The RBRF saw a big boost of A$8.8 billion in 2014 as rise in exchange rate in 2009-10 and 2010-11 led to large valuation losses and depleted the fund. The RBA had begun to the rebuild the reserve since then but because it was likely to take a long time, the then-Treasurer granted A$8.8 billion to boost the RBRF.

In 2015, the fund was boosted by A$1.57 billion from a transfer of earnings meant for distribution to government. The reason was again an appreciation in the Australian dollar which left the RBRF at a at a lower-than-prudent level.

In 2016, once again the fund was increased by A$1.39 billion from earnings available for distribution because of rise in the RBA’s assets at risk. Back then, the RBA had set a target for capital of 15% of its assets at risk.

In 2016-17, the RBA board reviewed the framework for its capital and decided to adopt an approach more reflective of the risks on the balance sheet, and this resulted in replacement of target based on assets at rick to target based on assigning capital charges to different classes of assets.

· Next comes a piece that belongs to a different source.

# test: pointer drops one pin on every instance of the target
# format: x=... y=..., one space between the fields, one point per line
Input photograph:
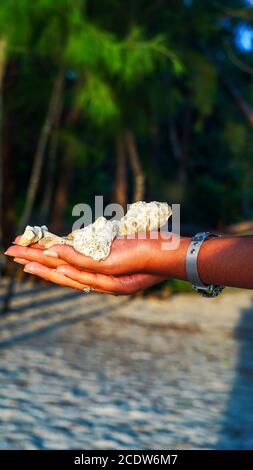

“These charges reflect an assessment of the respective risks of these assets, mainly foreign exchange and interest rate risk,” the RBA said.

In the latest 2020-21 year, the RBA’s outright holdings of domestic government rose sharply due to its bond purchase program and in support of the yield target, resulting in a rise in interest rate risk.

The prior year 2019-20 also saw a rise in interest rate risk due to the large increase in government bond purchases but the RBA viewed the risk of a large rise in bond yields in the period ahead as low. This, and the fact that the capital position was strong, meant it saw no need to boost its RBRF.  So the entire earnings of A$2.57 billion was paid as dividend to the government.

It is likely this time the RBA has judged a need to increase RBRF because its bond holdings is more than double from last year, and its conviction about rise in bond yields would be lower than the year before.

Treasurer Josh Frydenberg appears to have agreed.

The RBA could not be reached for comment or to confirm, so CB-Intel has relied on its understanding and available resources for this story.